The findings, reported
Wednesday by more than 500 scientists, reveal extraordinarily
complex networks that tell our genes what to do and when, with
millions of on-off switches.
“It’s this
incredible choreography going on, of a modest number of genes and an
immense number of ... switches that are choreographing how those
genes are used,” said Dr. Eric Green, director of the National
Human Genome Research Institute, which organized the project.
The work also shows
that at least 80 per cent of the human genetic code, or genome, is
active. That’s surprisingly high and a sharp contrast to the idea
that the vast majority of our DNA is junk.
Most people know that
DNA contains genes, which hold the instructions for life. But
scientists have long known those genetic blueprints take up only
about 2 per cent of the genome, and their understanding of what’s
going on in the rest has been murky.
Similarly, they have
known that the genome contains regulators that control the activity
of genes, so that one set of genes is active in a liver cell and
another set in a brain cell, for example. But the new work shows how
that happens on a broad scale.
It’s “our first
global view of how the genome functions,” sort of a Google Maps
that allows both bird’s-eye and close-up views of what’s going
on, said Elise Feingold of the genome institute.
While scientists
already knew the detailed chemical makeup of the genome, “we didn’t
really know how to read it,” she said in an interview. “It didn’t
come with an instruction manual to figure out how the DNA actually
works.”
One key participant,
Ewan Birney of the European Molecular Biology Laboratory in Hinxton,
England, compared the new work to a first translation of a very long
book.
“The big surprise is
just how much activity there is,” he said. “It’s a jungle.”
The trove of findings
was released in 30 papers published by three scientific journals,
while related papers appear in some other journals. In all, the 30
papers involved more than 500 authors. The project is called ENCODE,
for Encyclopedia of DNA Elements.
The human genome is
made up of about 3 billion “letters” along strands that make up
the familiar double helix structure of DNA. Particular sequences of
these letters form genes, which tell cells how to make proteins.
People have about 20,000 genes, but the vast majority of DNA lies
outside of genes.
So what is it doing?
In recent years, scientists have uncovered uses for some of that DNA,
so it was clearly not all junk, but overall it has remained a
mystery.
Scientists found that
at least three-quarters of the genome is involved in making RNA, a
chemical cousin of DNA. Within genes, making RNA is a first step
toward creating a protein, but that’s not how it’s used across
most of the genome. Instead, it appears to help regulate gene
activity.
Scientists also mapped
more than 4 million sites where proteins bind to DNA to regulate
genetic function, sort of like a switch. “We are finding way more
switches than we were expecting,” Birney said.
The discovery of so
many switches may help scientists in their search for the biology of
disease.
In recent years,
researchers have scanned the genome and found thousands of particular
DNA sequences that seem to raise the risk of disease. But many of
these lie outside of genes, raising the question of how they could
have any effect.
The new work found
that many of these sequences fall within or near regulatory regions
identified by the ENCODE project, suggesting a way they could meddle
with gene activity.
Another finding raises
questions about just how best to define a gene, researcher Thomas
Gingeras of the Cold Spring Harbor Laboratory in New York and
colleagues suggest in their report in the journal Nature.
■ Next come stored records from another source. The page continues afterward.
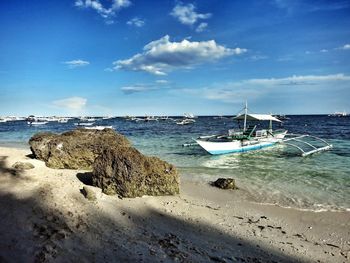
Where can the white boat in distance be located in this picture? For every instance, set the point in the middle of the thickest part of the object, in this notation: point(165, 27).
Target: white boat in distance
point(250, 139)
point(36, 122)
point(100, 128)
point(83, 123)
point(185, 122)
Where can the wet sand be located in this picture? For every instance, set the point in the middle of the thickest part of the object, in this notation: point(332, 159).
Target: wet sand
point(45, 218)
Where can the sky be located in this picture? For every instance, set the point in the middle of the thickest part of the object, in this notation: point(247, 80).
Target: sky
point(167, 57)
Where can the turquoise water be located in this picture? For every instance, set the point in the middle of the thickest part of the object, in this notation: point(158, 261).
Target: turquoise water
point(276, 175)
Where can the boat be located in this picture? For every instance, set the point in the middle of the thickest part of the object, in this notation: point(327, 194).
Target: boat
point(186, 122)
point(189, 116)
point(36, 123)
point(281, 117)
point(63, 120)
point(250, 138)
point(339, 114)
point(98, 127)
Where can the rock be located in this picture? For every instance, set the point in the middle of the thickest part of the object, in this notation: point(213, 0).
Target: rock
point(22, 166)
point(76, 149)
point(90, 192)
point(129, 173)
point(225, 183)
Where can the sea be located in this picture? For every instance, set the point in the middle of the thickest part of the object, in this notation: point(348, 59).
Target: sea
point(276, 175)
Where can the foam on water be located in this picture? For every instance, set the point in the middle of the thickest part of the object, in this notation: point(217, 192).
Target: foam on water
point(272, 176)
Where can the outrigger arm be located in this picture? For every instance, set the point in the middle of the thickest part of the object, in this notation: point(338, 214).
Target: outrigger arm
point(303, 151)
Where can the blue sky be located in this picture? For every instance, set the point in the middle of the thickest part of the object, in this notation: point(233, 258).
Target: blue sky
point(119, 57)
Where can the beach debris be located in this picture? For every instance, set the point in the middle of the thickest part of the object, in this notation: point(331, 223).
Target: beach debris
point(22, 166)
point(129, 173)
point(90, 192)
point(225, 183)
point(76, 149)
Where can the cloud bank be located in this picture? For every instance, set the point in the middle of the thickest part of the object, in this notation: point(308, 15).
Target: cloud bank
point(236, 92)
point(187, 15)
point(137, 22)
point(161, 56)
point(106, 13)
point(76, 63)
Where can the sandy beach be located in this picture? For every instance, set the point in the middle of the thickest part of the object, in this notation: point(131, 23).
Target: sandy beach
point(46, 218)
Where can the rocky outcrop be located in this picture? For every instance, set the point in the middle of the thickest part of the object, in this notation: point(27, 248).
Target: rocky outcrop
point(128, 173)
point(91, 193)
point(22, 166)
point(76, 149)
point(225, 183)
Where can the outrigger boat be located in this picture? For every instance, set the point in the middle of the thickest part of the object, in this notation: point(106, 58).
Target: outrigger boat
point(250, 138)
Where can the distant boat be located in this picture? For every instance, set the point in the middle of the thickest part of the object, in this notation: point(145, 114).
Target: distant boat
point(281, 117)
point(185, 122)
point(189, 116)
point(84, 124)
point(250, 138)
point(63, 120)
point(339, 114)
point(99, 127)
point(36, 122)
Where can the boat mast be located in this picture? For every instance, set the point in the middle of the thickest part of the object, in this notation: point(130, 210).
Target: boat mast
point(245, 116)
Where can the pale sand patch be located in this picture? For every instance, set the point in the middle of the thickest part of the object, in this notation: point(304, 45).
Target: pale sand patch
point(44, 217)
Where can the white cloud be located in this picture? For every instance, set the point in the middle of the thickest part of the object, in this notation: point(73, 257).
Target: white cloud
point(346, 47)
point(162, 81)
point(138, 88)
point(202, 26)
point(136, 22)
point(72, 103)
point(258, 57)
point(187, 15)
point(76, 63)
point(161, 56)
point(106, 13)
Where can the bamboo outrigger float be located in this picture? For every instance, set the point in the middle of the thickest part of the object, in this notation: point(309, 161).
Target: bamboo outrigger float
point(251, 139)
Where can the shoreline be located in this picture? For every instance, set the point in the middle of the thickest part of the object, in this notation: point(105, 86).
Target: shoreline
point(244, 195)
point(44, 216)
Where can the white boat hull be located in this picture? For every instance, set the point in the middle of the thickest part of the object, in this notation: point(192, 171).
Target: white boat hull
point(239, 146)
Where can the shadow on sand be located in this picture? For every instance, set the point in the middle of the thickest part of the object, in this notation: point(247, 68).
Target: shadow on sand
point(35, 229)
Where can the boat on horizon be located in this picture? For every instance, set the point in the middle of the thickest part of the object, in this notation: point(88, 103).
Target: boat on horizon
point(185, 122)
point(339, 114)
point(100, 128)
point(250, 138)
point(35, 123)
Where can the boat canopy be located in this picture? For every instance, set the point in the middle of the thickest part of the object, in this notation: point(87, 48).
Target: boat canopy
point(257, 117)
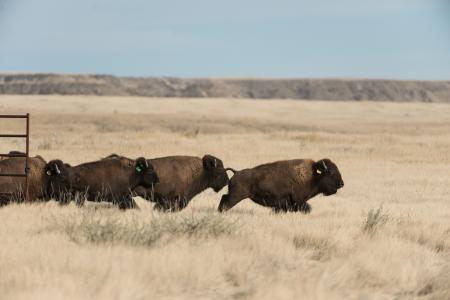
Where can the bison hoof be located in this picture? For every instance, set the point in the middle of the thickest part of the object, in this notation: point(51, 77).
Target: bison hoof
point(304, 208)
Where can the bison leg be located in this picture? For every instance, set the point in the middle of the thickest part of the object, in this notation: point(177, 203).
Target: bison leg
point(171, 205)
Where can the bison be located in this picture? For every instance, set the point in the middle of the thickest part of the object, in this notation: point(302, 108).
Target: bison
point(283, 185)
point(13, 188)
point(103, 180)
point(181, 178)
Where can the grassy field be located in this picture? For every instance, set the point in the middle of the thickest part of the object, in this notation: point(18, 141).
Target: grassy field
point(385, 235)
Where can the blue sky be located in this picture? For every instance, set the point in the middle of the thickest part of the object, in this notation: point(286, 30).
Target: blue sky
point(404, 39)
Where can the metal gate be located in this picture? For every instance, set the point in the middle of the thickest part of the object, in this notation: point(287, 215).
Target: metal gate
point(26, 136)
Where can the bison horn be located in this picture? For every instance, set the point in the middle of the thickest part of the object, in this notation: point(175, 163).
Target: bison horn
point(57, 169)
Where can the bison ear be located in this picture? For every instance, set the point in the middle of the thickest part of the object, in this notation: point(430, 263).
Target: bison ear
point(320, 167)
point(141, 165)
point(209, 162)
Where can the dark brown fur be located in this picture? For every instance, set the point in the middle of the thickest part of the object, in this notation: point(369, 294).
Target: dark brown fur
point(13, 188)
point(283, 185)
point(103, 180)
point(181, 178)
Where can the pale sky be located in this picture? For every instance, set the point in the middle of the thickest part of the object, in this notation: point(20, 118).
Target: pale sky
point(400, 39)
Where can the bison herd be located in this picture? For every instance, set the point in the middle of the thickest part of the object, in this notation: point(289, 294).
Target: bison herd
point(170, 182)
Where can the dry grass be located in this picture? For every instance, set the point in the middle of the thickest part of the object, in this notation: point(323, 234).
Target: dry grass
point(392, 155)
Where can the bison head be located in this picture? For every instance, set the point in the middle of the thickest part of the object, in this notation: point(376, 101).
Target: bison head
point(146, 175)
point(58, 175)
point(215, 172)
point(327, 176)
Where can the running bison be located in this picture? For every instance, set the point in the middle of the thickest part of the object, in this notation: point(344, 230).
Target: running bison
point(13, 188)
point(181, 178)
point(103, 180)
point(283, 185)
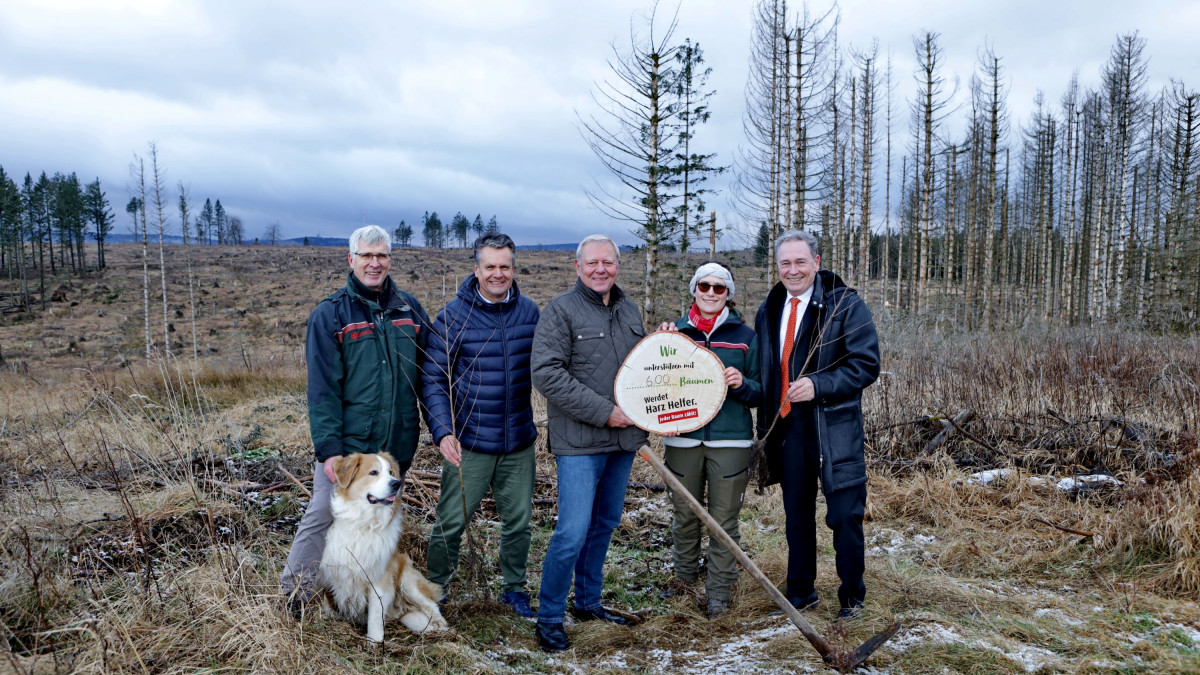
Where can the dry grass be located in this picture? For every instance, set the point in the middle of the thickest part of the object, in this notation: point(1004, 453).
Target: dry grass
point(144, 517)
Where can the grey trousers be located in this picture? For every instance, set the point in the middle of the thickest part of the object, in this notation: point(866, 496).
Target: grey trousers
point(724, 471)
point(304, 559)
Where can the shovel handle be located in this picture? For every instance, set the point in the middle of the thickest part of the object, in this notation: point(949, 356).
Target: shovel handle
point(715, 530)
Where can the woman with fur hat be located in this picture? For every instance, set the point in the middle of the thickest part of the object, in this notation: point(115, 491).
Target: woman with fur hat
point(718, 454)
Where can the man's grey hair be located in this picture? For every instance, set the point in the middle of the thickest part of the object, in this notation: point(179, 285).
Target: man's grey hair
point(597, 239)
point(496, 240)
point(798, 236)
point(370, 236)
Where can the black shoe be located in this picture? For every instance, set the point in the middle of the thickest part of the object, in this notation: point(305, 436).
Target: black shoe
point(599, 613)
point(520, 603)
point(552, 638)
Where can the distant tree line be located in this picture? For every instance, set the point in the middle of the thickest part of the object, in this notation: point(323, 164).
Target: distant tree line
point(1086, 211)
point(45, 225)
point(441, 236)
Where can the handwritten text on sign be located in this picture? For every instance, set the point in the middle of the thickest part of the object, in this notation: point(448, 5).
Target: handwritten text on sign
point(670, 383)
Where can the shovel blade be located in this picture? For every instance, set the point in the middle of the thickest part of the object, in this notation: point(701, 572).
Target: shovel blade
point(850, 661)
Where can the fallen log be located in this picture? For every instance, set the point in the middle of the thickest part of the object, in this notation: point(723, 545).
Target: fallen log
point(949, 425)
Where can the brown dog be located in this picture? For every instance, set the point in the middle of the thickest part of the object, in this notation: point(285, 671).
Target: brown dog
point(366, 577)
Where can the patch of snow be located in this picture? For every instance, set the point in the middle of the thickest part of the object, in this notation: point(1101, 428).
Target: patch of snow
point(741, 655)
point(989, 477)
point(891, 543)
point(1031, 658)
point(1189, 631)
point(1087, 483)
point(925, 633)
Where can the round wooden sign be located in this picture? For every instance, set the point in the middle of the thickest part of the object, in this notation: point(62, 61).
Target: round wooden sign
point(670, 383)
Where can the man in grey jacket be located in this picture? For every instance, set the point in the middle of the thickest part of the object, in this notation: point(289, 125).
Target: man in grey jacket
point(581, 340)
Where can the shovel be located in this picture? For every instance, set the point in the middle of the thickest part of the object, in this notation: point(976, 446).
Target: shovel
point(844, 661)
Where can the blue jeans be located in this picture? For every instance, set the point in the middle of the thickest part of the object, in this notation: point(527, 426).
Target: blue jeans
point(591, 499)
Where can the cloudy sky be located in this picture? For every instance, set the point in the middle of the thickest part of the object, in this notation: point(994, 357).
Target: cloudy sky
point(324, 115)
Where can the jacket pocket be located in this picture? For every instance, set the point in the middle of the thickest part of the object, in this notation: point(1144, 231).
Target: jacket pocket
point(586, 351)
point(844, 432)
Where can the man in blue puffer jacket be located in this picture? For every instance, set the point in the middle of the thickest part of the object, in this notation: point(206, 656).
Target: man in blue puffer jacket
point(477, 386)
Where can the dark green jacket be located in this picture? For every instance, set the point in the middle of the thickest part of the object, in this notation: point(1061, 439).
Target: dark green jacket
point(737, 346)
point(364, 362)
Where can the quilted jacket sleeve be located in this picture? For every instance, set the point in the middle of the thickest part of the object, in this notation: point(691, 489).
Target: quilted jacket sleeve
point(436, 377)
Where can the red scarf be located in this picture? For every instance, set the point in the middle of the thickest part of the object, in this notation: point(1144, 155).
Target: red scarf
point(700, 322)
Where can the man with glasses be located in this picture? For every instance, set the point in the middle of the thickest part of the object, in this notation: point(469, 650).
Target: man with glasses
point(364, 351)
point(817, 352)
point(582, 339)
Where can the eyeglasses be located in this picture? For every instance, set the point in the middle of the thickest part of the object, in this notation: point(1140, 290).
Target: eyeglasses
point(375, 257)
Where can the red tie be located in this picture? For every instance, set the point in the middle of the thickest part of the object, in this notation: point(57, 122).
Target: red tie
point(785, 406)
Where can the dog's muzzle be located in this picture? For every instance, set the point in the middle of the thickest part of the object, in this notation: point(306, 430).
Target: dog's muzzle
point(395, 485)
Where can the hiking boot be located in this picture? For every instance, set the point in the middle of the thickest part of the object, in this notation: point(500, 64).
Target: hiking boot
point(520, 603)
point(552, 638)
point(717, 607)
point(599, 613)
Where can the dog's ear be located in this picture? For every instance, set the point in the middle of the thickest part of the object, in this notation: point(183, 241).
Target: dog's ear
point(347, 469)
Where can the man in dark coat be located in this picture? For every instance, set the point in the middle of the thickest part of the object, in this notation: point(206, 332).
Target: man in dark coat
point(477, 390)
point(819, 351)
point(364, 352)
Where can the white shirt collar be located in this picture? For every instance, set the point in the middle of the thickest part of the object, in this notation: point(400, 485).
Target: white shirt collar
point(507, 296)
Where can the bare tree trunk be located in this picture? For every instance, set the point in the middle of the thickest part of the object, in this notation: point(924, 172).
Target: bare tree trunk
point(162, 257)
point(139, 175)
point(184, 211)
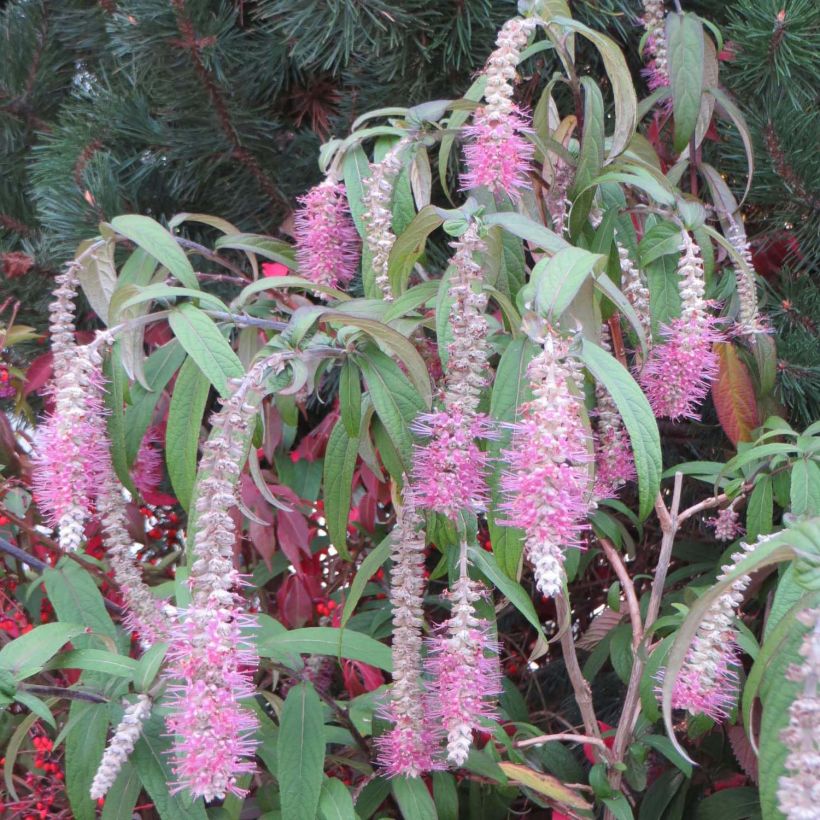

The common
notion that genes are specific regions of DNA that are separated from
other genes “is simply not true,” he said.
He and colleagues said
it would make more sense to define a gene as a collection of RNA
molecules instead of a particular location on the DNA.
Birney said that with
the finding of widespread activity across a person’s DNA,
scientists will be debating how much of it is really crucial to life.
Still, “it’s worth
reminding ourselves that we are very, very complex machines,”
Birney said. “It shouldn’t be so surprising that the instruction
manual is really pretty fearsomely complicated.”